自分の預かり知らぬところで自分を巡って喧嘩が起きた。

それが1度2度ではない。

それでも中学生同士ならまだ「青春の1頁」程度で済まされる。

高校生、大学生、社会人。

そしてあろう事か教師、しかも妻子ある「教頭」が参戦。

身に覚えがない。と言っても

どうやら自分が原因でそうなっていると耳にする。

学校でイジメられるくらいなら宮田杏と栄椿が守ってくれる。

しかし、「勝手な喧嘩」の当事者ではなく、その男性の妻やら恋人やらから

自宅や学校に脅迫状が届くようになり

母親も学校も通報し事態は拡大し、「事件」にまで発展してしまった。

学校帰りに女性から襲われ、逮捕者まで出た。

彼女の母親は柏木梢の「思春期」が原因だと言った。

誰かに恋をしたり、少しでも好意を抱くと、

その時柏木梢の周囲にいた人達が「勘違い」を起こすらしい。

それを知った彼女は以来、男性を避ける様になる。

「私の父親がいなくなったのってさ。」

「私が産まれて喜んでくれたことで母が惚れ直してさ。」

「それに釣られた男共が寄って来ちゃって。
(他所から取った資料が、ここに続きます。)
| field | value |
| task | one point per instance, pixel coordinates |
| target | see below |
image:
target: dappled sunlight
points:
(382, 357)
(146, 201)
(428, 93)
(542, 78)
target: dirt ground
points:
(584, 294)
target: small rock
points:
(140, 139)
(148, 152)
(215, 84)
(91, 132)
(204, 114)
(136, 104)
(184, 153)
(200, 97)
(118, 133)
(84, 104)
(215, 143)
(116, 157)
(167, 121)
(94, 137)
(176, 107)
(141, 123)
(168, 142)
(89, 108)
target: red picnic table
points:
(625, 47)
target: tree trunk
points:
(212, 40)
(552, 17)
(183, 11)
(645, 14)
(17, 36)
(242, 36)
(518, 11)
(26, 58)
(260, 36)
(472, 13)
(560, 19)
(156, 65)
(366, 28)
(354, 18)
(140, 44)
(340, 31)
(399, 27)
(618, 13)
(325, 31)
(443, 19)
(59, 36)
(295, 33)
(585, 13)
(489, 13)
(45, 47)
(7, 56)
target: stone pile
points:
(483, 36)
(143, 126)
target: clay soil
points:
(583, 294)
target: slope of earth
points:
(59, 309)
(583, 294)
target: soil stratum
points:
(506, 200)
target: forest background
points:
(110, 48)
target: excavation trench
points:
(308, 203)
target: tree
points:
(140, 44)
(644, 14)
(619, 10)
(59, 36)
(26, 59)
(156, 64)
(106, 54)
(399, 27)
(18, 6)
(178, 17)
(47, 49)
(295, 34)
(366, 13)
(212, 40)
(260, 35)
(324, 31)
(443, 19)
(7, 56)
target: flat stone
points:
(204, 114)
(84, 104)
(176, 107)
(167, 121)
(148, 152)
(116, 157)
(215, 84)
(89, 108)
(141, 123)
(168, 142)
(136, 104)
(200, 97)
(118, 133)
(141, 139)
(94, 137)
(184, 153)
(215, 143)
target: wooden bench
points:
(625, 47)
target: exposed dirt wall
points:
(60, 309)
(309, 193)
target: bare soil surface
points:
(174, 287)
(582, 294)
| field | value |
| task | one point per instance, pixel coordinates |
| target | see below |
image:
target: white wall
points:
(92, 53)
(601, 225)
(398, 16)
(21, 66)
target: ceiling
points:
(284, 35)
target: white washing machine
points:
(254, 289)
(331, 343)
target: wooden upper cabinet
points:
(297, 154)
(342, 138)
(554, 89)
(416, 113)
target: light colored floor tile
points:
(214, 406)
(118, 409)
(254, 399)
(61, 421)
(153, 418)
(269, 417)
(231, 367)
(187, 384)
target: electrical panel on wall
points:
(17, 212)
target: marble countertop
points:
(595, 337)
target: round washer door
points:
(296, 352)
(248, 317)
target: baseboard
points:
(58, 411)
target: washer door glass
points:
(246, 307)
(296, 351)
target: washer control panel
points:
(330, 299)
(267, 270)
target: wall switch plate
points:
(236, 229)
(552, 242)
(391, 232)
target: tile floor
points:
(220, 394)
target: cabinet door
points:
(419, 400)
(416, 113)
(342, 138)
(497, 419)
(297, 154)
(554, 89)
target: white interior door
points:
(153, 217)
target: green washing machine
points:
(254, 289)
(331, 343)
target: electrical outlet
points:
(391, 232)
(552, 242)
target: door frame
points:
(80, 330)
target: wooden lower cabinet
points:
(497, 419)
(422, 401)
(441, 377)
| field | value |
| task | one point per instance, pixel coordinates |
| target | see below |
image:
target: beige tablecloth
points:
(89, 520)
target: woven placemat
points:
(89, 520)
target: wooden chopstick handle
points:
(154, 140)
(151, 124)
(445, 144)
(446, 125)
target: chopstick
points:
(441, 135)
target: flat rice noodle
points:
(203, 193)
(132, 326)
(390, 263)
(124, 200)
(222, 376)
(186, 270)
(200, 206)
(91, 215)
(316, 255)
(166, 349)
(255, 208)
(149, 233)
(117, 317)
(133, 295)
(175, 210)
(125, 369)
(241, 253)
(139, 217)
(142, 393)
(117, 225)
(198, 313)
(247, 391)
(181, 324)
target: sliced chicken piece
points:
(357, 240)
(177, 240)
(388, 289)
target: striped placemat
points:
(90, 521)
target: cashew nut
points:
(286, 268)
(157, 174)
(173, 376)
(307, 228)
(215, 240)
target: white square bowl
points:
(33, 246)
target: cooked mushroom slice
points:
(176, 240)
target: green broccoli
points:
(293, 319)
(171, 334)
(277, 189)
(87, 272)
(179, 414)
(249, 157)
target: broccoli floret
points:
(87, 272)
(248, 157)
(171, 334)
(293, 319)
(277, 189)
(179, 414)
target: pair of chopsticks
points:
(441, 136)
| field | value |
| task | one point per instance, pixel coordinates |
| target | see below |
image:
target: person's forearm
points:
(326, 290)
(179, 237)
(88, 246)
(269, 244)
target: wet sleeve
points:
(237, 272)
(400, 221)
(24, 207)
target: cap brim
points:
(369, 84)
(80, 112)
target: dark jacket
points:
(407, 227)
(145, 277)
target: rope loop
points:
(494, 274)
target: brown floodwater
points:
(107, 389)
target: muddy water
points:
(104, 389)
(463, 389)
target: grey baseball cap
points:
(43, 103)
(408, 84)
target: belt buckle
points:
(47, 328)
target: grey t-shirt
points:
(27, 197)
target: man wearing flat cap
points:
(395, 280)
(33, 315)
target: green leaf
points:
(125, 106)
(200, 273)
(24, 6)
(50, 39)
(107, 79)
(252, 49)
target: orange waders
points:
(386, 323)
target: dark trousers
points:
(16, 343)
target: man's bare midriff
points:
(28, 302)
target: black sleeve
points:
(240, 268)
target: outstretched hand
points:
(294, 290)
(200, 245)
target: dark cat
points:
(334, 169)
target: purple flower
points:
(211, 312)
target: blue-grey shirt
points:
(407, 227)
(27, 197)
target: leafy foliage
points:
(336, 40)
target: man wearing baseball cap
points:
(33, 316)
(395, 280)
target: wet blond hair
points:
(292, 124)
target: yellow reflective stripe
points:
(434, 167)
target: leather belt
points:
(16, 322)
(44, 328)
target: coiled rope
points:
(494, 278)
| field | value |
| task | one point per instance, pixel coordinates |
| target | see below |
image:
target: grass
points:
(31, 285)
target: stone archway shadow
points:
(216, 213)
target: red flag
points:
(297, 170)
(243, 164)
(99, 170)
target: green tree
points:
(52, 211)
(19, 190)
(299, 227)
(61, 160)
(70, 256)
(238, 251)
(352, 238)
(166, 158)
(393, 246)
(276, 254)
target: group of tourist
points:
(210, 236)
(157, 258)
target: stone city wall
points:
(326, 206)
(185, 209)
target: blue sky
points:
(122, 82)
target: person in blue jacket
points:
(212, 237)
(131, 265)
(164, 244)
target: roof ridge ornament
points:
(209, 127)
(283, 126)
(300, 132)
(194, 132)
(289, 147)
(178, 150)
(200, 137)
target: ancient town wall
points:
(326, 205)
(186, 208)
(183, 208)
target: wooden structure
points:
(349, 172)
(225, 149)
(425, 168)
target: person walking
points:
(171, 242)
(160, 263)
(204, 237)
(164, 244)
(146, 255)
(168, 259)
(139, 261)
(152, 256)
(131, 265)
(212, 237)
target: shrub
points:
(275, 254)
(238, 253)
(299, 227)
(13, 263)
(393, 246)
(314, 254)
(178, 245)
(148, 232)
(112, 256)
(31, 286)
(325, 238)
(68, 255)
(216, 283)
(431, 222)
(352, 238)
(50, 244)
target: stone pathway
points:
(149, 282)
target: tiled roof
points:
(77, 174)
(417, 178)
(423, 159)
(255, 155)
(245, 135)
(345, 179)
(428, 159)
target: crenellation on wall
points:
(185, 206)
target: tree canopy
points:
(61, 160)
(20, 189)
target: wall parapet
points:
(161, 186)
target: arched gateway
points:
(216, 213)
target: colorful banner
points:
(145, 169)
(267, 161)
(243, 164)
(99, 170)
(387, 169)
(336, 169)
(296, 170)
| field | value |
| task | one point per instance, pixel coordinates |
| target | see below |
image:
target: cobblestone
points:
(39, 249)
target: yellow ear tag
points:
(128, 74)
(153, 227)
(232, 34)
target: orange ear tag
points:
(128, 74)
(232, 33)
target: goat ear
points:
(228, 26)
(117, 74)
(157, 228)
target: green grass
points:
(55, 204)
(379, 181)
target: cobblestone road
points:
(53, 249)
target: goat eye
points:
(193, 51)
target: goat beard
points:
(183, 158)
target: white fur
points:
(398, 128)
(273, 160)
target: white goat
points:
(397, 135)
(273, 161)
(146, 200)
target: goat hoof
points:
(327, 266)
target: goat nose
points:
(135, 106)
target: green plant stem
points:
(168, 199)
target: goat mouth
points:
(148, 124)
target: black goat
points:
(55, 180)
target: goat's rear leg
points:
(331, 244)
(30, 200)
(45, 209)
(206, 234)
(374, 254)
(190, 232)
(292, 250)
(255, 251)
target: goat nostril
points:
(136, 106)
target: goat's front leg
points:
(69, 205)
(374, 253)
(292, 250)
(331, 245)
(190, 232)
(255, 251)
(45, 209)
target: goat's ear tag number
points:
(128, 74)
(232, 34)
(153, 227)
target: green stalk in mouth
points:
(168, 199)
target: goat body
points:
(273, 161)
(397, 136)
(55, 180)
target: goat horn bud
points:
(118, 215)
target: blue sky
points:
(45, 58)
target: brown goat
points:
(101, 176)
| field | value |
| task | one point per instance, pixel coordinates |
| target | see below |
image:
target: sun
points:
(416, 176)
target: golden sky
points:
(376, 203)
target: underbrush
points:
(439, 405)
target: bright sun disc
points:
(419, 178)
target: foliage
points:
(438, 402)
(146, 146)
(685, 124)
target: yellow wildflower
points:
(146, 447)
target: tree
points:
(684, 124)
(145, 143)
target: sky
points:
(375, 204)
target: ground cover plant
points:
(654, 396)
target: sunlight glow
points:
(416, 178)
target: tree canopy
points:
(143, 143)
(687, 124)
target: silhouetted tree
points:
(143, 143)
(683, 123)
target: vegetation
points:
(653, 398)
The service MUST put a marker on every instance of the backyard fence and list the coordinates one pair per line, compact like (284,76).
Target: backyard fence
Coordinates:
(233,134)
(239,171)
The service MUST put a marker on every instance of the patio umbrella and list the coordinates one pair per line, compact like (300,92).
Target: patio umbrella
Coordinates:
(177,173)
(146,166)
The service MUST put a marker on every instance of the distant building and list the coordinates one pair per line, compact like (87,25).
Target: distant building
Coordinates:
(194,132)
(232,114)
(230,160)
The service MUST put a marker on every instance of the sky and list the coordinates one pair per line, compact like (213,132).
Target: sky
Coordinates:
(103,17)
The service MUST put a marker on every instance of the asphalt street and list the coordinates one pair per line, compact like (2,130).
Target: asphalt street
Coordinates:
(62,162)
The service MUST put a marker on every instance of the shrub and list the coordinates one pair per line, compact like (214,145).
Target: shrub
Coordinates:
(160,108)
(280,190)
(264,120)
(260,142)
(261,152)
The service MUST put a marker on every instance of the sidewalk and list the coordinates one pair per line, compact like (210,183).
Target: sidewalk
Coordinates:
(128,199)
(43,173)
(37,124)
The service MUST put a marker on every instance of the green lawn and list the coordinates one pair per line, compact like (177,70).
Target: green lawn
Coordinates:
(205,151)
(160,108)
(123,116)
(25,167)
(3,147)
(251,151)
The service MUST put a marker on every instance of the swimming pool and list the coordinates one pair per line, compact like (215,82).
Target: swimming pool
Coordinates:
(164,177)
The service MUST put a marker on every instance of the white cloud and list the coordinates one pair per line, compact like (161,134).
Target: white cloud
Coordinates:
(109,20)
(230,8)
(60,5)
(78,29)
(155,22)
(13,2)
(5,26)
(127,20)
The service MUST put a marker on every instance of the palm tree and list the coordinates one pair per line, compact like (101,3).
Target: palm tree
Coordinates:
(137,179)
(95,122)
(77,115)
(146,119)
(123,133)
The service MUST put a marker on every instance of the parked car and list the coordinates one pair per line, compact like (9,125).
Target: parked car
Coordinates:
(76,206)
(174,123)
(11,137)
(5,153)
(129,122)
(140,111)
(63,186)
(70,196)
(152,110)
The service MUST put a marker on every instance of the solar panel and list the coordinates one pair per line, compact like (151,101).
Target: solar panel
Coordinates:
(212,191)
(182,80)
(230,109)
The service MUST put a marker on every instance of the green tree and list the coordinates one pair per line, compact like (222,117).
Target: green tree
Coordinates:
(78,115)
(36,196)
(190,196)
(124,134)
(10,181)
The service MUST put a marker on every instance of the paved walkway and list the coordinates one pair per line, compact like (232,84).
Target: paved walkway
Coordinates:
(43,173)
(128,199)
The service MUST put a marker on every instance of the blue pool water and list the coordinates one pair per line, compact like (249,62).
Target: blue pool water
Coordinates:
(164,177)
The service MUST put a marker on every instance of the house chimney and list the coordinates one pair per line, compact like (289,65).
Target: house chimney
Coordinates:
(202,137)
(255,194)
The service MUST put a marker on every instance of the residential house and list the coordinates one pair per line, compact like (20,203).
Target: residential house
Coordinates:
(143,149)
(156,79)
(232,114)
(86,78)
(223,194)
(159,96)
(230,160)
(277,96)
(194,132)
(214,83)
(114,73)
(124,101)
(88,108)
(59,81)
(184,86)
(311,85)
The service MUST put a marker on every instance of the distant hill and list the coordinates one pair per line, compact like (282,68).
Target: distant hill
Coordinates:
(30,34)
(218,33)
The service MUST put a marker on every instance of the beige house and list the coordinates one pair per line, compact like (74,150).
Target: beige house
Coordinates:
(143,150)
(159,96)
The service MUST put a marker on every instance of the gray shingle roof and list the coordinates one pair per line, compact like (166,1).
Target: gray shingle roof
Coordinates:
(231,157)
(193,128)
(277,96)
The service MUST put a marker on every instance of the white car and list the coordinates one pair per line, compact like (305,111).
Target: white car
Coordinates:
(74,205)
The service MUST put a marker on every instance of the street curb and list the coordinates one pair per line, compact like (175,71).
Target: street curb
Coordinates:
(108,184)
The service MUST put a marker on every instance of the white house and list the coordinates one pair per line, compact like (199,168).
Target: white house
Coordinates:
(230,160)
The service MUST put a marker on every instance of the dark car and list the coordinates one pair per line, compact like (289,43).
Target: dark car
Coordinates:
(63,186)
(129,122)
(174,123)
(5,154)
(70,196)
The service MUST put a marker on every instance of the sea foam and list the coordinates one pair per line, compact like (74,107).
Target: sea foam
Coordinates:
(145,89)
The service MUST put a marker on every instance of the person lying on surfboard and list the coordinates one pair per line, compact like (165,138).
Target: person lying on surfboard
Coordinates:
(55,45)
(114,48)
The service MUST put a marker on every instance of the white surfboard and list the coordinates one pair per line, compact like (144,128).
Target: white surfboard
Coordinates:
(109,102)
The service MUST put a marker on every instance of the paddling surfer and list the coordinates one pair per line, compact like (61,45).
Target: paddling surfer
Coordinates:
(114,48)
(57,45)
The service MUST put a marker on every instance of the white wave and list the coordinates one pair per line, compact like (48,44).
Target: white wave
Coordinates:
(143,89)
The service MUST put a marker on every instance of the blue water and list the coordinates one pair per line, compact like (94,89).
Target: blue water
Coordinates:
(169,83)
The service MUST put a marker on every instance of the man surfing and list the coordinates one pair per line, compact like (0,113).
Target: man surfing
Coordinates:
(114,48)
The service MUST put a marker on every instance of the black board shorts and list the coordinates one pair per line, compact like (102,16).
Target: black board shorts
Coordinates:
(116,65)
」

「私もそんな話し聞いてたからコントロールしてたんだけどなぁ。」

「ここのところ油断していたみたいだ。」

「キズナんとこの担任とかチョコくれた男子もきっとそんな感じだろうな。」

でも僕平気ですよね。何か特別な事をしてます?

「いやまあうん。してないってかできない。」

「それにだ。キズナにはそんな力使わず自力でオトスっ。これは私の」

「オトスっじゃねぇよっ。どさくさ紛れに何ぬかしてやがる。」

「そうだそうだ。ちょっと同情したの返せっ。」

宮田杏と栄椿が攻撃する最中、橘結が不意に柏木梢に抱きついた。

「うわっええっちょっと姫ちゃん?」

「恋したら、誰かを愛したらその人と離れるなんて辛いよ。」

結構な力で抱きしめているのが判る。

「ったくもー。」

「ボク達が女子で良かったねこずちゃん。」

宮田杏と栄椿も、柏木梢にハグをする。

トン。と僕の背中を押したのは南室綴。

恥ずかしかったけど、以前ファミレスで僕にそうしてくれたように彼女を抱きしめた。

「ええっちょっとっ。止めっ洒落にならんっ。」


「さて諸君。」

とし仕切り始めたのは柏木梢。

「議題は3つだ。」

小室絢の大量プレゼントと柏木梢の教師からのプレゼント。

あと一つは何だ?

先ずは小室絢のプレゼントに対する討論から

「いつも通りよね。」

「毎年恒例よね。」

チョコレートやクッキー類は、大変申し訳無いが「食べきれない」

なので道場に通う子供達に配るのだが

メッセージ類は当然抜き取るとして、

チョコやらの中身に何か仕込まれていないかを確認する必要があると言う。

少なくとも手作り風の物は砕く。

「何かの業者みたい。」

直接口に入れる物なのでポリ手袋をそれぞれが装着し、割り砕く。

ぬいぐるみも念入りに身体検査?が行われている。

以前、盗聴器が発見され送り主を問い詰めると単純に恋心で

そもそも盗聴器ではなく、録音装置なだけで

ぬいぐるみからそれを回収しなければ何の意味もないと代物だった。的なオチはあるものの

以来、知らない人から貰ったぬいぐるみは全て部屋から撤去し、綿密な検査の後施設へと送られた。

「これはどうする?」

と、審議の対象となったのはボクシンググローブ一組。

「私を殴ってて事か?」

「それなら名前書くだろ。」

朗読やダンスについては誰も何も言わない。言えない。贈った本人は至って真剣なのだから。

余計な怪しいファイルも無いので一安心。程度か。

最も処分に困ったのは「明らかに手編み」のマフラーとセーターのセット。

「送り主書いてあるわね。仲いいの?」

「いやあまり話した事ないよ。」

「でもこれ相手は相当気合入れてるわね。告白くるかもよ。」

「まあその方が楽かな。そしたらはっきりそのつもりは無いってお断りできるし。」

それまで特に何もしないって事?

「こっちから言うのもヘンだろ。アナタの事知らないから受け取れませんって。」

まあそうか。

「クラスメイトとしてこれからもよろしく。くらいは言うのよ。」

「アタシもそうしよ。」

「あ、ボクもそれに乗ろう。ボクも杏ちゃんもマジっぽいのあって困ってたんだよねー。」

「これで絢ちゃんの件は片付いたのかしら?」

「そう、だな。うん。大丈夫。あとは自分で何とかできる。皆ありがと。」

「やめなさいよお礼なんて。おもワタシ達の仲でしょ。」

おも?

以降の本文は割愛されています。